Hacker News new | ask | show | jobs
by zeptomu 3348 days ago
I have to admit that I did not know time-series databases are a thing and just recently realized that because they came up more often. Unfortunately I do not have an answer for you, but I know traditional DB systems are hard to build, as we expect more reliability and guarantees from them compared to other (daemon) software.

However I am interested to know why this kind of data and/or problems require specific software and why it can't be handled by traditional RDBMs? Obviously you could model the domain with a classic database, but seemingly there exist important queries that can't be satisfied (at least timely) through classic systems - what kind of queries are these, and why do they fail using a general-purpose DB approach?

3 comments

I'm no expert, but I believe the Crux of the issue is how data is naturally organized and stored. In a row oriented database, most data is stored in pages that contain rows. There are often indexes with ordering, but unless a secondary index contains all the values needed (often called a covering index), the entire row must be retrieved to answer any query that uses that information.

Most Time-series databases are columnar in nature, and often have the concept of time baked into the ordering of values (think vectors not sets). Because they are columnar, they are more trivial to retrieve just the data needed by a query. Suddenly instead of loading a billion rows and averaging the value in one column, you're just accesing the column itself to answer the question. From an IO perspective that's a huge savings.

Now imagine you have special, dark arts for working on compressed data, and a query optimizer you've been tuning for a decade for demanding clients. It does not surprise me that kdb is much faster than the open source competitors. And to be fair, even with excellent traditional databases like postgres, I bet Oracle, db2, and Ms SQL are still generally faster in most queries.

> Suddenly instead of loading a billion rows and averaging the value in one column, you're just accesing the column itself to answer the question. From an IO perspective that's a huge savings.

The other side of this is that writing out data in that form would naively be an iop per sample, as you're usually appending one sample to 100s of time series in one request.
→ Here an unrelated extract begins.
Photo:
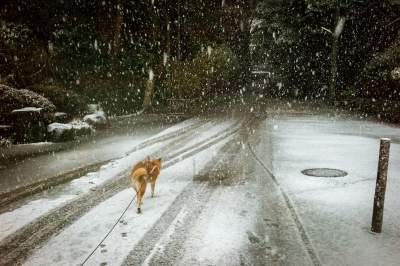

A significant part of monitoring TSDB design is buffering up samples and batching writes in order reduce that iop rate to something sane.

For example in the right circumstances the 1.x Prometheus design can ingest 250k samples/s on a hard disk which provides ~100 iops/s.

There is also timescale which is built atop Postgres. Or rather, modifies Postgres' query engine etc., this is not some rails app!

https://blog.timescale.com/when-boring-is-awesome-building-a...

> ... why this kind of data and/or problems require specific software and why it can't be handled by traditional RDBMs?

There's Tgres, that stores time series in Postgres, efficiently (using Postgres arrays and views):

https://github.com/tgres/tgres

https://grisha.org/blog/2017/01/21/storing-time-seris-in-pos...